AHMET TUNCAY ÖZKAN (İzmir) - İkinci şey şöyle: Biz bunu bir takvime ve içeriğe bağlamazsak görüşlerimiz olarak söylüyoruz ve gidiyor. Şöyle yapalım, partilerimize gidip diyelim ki: "Arkadaşlar, biz Türkiye'nin üç önemli konusu telif, troll ve içerik denetlenmesi noktasında bir çalışmaya başlıyoruz. Partilerimiz bizi bu çalışma süresince kendi diğer çalışmalarından muaf tutsunlar." Gelelim, burada sabah saat sekizde başlayalım, gece kaçta bitiyorsa o saatte bitirelim. Bir ayda, iki ayda çalışmamızı tamamlayıp bu dönemde insanlarımızın daha fazla zarar görmesini önleyerek bu çalışma takviminin sonunda Komisyonumuzun ortak önerilerine ulaşalım, hepimiz imzalayalım, teklif olarak götürelim; olmadı, verelim, Bakanlıktan gelsin, nasılsa... Yani, biz, bunun bütün yollarını deneyerek bu sorunu vatandaşlarımız açısından aşılır hâle getirelim.
Şimdilik bu kadar diyorum efendim.
BAŞKAN HÜSEYİN YAYMAN - Burcugül Hanım, buyurun.
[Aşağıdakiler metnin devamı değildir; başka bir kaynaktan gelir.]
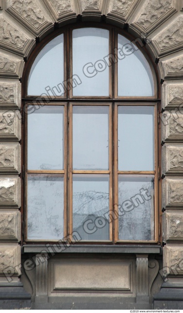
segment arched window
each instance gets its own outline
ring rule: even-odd
[[[138,41],[66,27],[27,62],[26,241],[158,242],[157,87]]]

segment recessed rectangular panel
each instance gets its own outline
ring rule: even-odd
[[[28,107],[28,169],[63,169],[63,107]]]
[[[28,239],[62,239],[63,178],[29,174],[27,183]]]
[[[154,169],[154,107],[118,107],[118,169]]]
[[[82,240],[109,240],[109,176],[73,175],[73,230]]]
[[[75,258],[54,261],[51,265],[54,291],[64,289],[131,291],[130,261]]]
[[[154,240],[154,183],[152,175],[119,175],[120,240]]]
[[[94,27],[73,30],[73,96],[109,95],[109,30]]]
[[[73,108],[73,168],[108,170],[109,107]]]

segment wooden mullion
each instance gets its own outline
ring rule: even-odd
[[[67,195],[68,181],[67,171],[68,168],[68,125],[67,125],[67,105],[64,106],[64,237],[66,237],[68,233],[68,208]]]
[[[118,106],[114,104],[114,242],[118,240]]]
[[[113,241],[113,219],[110,220],[110,213],[113,211],[113,166],[112,166],[112,107],[111,104],[109,107],[109,231],[110,240]]]
[[[69,164],[68,164],[68,205],[69,205],[69,237],[72,241],[73,233],[73,105],[69,105]]]

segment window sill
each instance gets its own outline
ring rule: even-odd
[[[160,254],[160,245],[110,245],[71,244],[70,246],[55,244],[24,245],[22,253],[155,253]]]

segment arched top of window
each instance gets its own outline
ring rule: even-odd
[[[154,75],[145,56],[134,43],[117,32],[114,45],[111,32],[80,28],[68,31],[69,41],[65,39],[67,32],[51,40],[32,66],[27,94],[63,98],[154,96]],[[68,60],[67,71],[64,57]]]

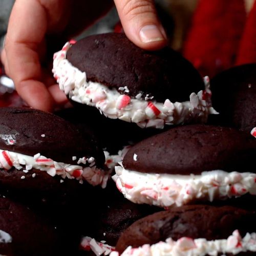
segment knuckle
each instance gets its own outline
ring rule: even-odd
[[[156,14],[155,6],[151,0],[128,0],[122,11],[124,15],[130,18],[138,15]]]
BURCUGÜL ÇUBUK (İzmir) - Bu son söylenen önemli bence, Tuncay Bey'in söylediği. Doğrudan bakanlıklardan gelen yasa teklifleri değil, komisyonların ortak çıkardığı yasa tekliflerine gerçekten ihtiyacımız var. Birçok komisyonda bununla ilgili sıkıntı yaşanıyor ve Genel Kurulda da bunun olumsuz tablosu yansıyor.
Şimdi, bu, sosyal medya ve troller meselesinde, güvenlikçi politika uygulayan iki ülke örneği vereceğim; biri Çin, biri İran ve her ikisi de bu güvenlikçi politikalarla, sınırlamalarla, engellemelerle sonuç alamadı. Örneğin, İran'da internetin dahi kesilebildiği durumlarda bir isyan, bir direniş yine internet yoluyla dünyaya ulaştı ya da şöyle diyelim, Filistin'e saldıran İsrail'in bütün şebekeleri yok etmesine rağmen internetle biz oradaki vahşeti, soykırımı görebiliyoruz ya da Doğu Türkistan'da neler olduğunu öğrenebiliyoruz ya da Çin'de ya da İran'da müzik uygulamalarından mesajlaşma uygulamalarına kadar bütün uygulamalar devletlerin belirlediği şekildeyken, sadece onaylı uygulamalar kullanılabiliyorken buna rağmen alternatiflerin çıktığını biliyoruz. Buralarda, tabii, aslında, çoğunlukla direniş odaklarına dönüyor ama aynı zamanda istismar odaklarına da dönebiliyor; bu, dünyanın her yerinde böyle. Güvenlikçi politikalar... Bir dönem şöyle bir öneri vardı -kimden geldiğini hatırlamıyorum ama- TC kimlik numarasıyla sosyal medyaya kayıt yapılabilsin.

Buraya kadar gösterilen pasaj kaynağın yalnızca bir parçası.